Едва Виниций успел дочитать письмо, как в библиотеку бесшумно проскользнул никем не приглашенный Хилон, — у слуг был приказ впускать его в любой час дня и ночи.
— Да будет столь же милостива к тебе мать великодушного твоего предка Энея, — молвил грек, — сколь милостив ко мне был божественный сын Майи.
— Что это значит? — спросил Виниций, резко вставая из-за стола, за которым сидел.
Хилон же, гордо подняв голову, только произнес:
— Эврика!
Молодой патриций был так поражен, что долго не мог слова вымолвить.
— Ты видел ее? — спросил он наконец.
— Я видел Урса, господин, и говорил с ним.
— И ты знаешь, где они скрываются?
— Нет, господин. Другой человек просто из самолюбия дал бы понять лигийцу, что угадал, кто он; другой постарался бы выведать у него, где он живет, — ну и получил бы либо удар кулаком, после которого ему стали бы безразличны все земные дела, либо возбудил бы недоверие великана, и тогда, возможно, они в эту же ночь стали бы искать для девушки другое убежище. Мне довольно знать, что Урс работает возле Торговой пристани у мельника, которого зовут Демас, как твоего вольноотпущенника, а довольно мне этого потому, что теперь любой надежный твой слуга может утром пойти следом за ним и высмотреть их убежище. Я только принес тебе, господин, уверенность, что если Урс здесь, то и божественная Лигия находится в Риме, и еще сообщаю вторую весть: нынче ночью она почти наверняка будет в Остриане.

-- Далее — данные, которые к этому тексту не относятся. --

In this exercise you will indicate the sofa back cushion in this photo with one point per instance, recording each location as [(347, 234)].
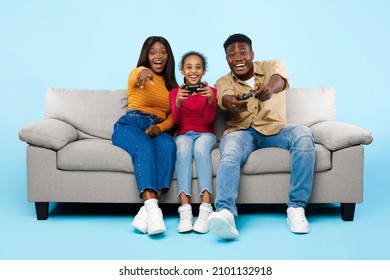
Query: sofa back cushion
[(92, 112), (308, 106)]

— В Остриане? Где это? — прервал его Виниций, видимо намереваясь тотчас бежать в указанное место.
— Это старое кладбище со склепом между Соляной и Номентанской дорогами. Верховный жрец христиан, о котором я тебе, господин, говорил и которого ждали гораздо позднее, уже приехал и этой ночью будет крестить и поучать там, на кладбище. Они, видишь ли, прячутся, сборища их происходят тайно — правда, эдиктов, запрещающих их вероучение, пока нет, но народ их ненавидит, так что им приходится быть осторожными. Сам Урс говорил мне, что нынче все они до единого соберутся в Остриане, ведь каждому охота увидеть и услышать того, кто был учеником Христа и кого они называют посланцем. А женщины у них слушают поучения наравне с мужчинами, и, возможно, из женщин не будет только одной Помпонии — ей, я думаю, трудно было бы объяснить Авлу, почитателю древних богов, зачем она ночью уходит из дому. Но Лигия, которая теперь под опекой Урса и старейшин их общины, несомненно придет вместе со всеми женщинами.
Виниций, который до тех пор жил как в лихорадке и держался только надеждой, теперь, когда надежда эта, казалось, вот-вот сбудется, почувствовал вдруг отчаянную слабость, какая одолевает человека, достигнувшего цели после непосильного пути. Хилон это заметил и решил не упускать случая.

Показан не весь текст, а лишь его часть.